I interposed, “That is an illegitimate objection, Mr. Levin. To cite improbability, however great, is not sufficient. Only outright impossibility or citation of inconsistency can serve to disqualify.”
But Hayes waved his hand, “It’s all right. Let me answer. Taking an individual super-neutron and an individual star, the chances of collision, head on, are all but infinitely small. However, statistically, if you shoot enough super-neutrons into the universe, then, given enough time, every star ought to be hit sooner or later. Space must be swarming with super-neutrons-say one every thousand cubic parsecs-so that in spite of the vast distances between the stars and the relative minuteness of the targets, twenty novae occur in our single Galaxy every year-that is, there are twenty collisions between superneutrons and stars annually.
“The situation is no different really from uranium being bombarded with ordinary neutrons. Only one neutron out of a hundred million may score a hit, but, given time, every nucleus is exploded eventually. If there is an outer-universe intelligence directing this bombardment-pure hypothesis, and not part of my argument, please-a year to us is probably an infinitesimal fraction of a second to them. The hits, to them, may be occurring at the rate of billions to their seconds. Energy is being developed, perhaps, to the point where the material this universe composes has become heated to the gaseous state-or whatever passes for the gaseous state there. The universe is expanding, you know-like a gas.”
“Still, for the very first super-neutron entering our system to head straight for the sun seems-” Levin ended in a weak stammer.
“Good Lord,” snapped Hayes, “who told you this was the first? Hundreds may have passed through the system in geologic times. One or two may have passed through in the last thousand years or so. How would we know? Even when one is headed straight for the sun, astronomers don’t find it. Perhaps this is the only one that’s passed through since the telescope was invented, and before then, of course. And never forget that, having no gravity, they can go right through the middle of the system, without affecting the planets. Only a hit on the sun registers, and then it’s too late.”

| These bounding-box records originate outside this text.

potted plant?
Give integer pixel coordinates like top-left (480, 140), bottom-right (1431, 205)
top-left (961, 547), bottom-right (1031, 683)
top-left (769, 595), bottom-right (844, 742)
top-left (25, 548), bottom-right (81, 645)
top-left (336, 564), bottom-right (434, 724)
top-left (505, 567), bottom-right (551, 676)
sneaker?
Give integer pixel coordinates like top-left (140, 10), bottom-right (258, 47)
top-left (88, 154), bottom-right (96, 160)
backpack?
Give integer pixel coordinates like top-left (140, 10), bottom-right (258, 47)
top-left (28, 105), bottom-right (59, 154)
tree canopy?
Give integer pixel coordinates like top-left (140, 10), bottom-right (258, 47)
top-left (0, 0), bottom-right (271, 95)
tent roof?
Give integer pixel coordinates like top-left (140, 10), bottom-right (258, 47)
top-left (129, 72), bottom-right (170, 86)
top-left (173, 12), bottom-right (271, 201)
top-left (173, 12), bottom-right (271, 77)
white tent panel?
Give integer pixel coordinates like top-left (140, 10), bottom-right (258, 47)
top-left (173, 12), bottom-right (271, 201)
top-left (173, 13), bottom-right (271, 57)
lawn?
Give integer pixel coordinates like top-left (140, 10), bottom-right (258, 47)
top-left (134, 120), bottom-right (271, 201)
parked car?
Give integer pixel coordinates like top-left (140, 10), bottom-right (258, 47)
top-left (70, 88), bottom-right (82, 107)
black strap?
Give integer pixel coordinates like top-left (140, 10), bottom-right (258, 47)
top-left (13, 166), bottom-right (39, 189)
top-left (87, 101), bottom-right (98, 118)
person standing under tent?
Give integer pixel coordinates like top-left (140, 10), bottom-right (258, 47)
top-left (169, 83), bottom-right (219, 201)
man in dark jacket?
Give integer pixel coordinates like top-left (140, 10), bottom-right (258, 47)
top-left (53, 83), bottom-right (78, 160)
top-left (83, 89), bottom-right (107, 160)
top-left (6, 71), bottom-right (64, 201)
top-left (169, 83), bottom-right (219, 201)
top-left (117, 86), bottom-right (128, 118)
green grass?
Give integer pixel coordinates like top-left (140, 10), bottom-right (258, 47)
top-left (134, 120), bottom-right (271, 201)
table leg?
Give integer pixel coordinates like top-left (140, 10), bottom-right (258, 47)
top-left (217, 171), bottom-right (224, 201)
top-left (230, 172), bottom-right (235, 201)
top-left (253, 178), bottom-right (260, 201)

He looked at the clock, “2:o51 We ought to see it now against the sun.” He stood up and raised the window shade. The yellow sunlight streamed in and I moved away from the dusty shaft of light. My mouth was dry as desert sand. Murfree was mopping his brow, but beads of sweat stood out all along his cheeks and neck.
Hayes took out several slips of exposed film-negative and handed them out, “I came prepared, you see.” He held one up and squinted at the sun. “There it is,” he remarked placidly. “My calculations showed it would be in transit with respect to Earth at the time of collision. Rather convenient!”
I was looking at the sun, too, and felt my heart skip a beat. There, quite clear against the brightness of the sun, was a little, perfectly round, black spot.
“Why doesn’t it vaporize?” stammered Murfree. “It must be almost in the sun’s atmosphere.” I don’t think he was trying to disprove Hayes’ story. He had gone past that. He was honestly seeking information.
“I told you,” explained Hayes, “that it is transparent to almost all solar radiation. Only the radiation it absorbs can go into heat and that’s a very small percentage of all it receives. Besides, it isn’t ordinary matter. It’s probably much more refractory than anything on Earth, and the Solar surface is only at 6,000 degrees Centrigrade.”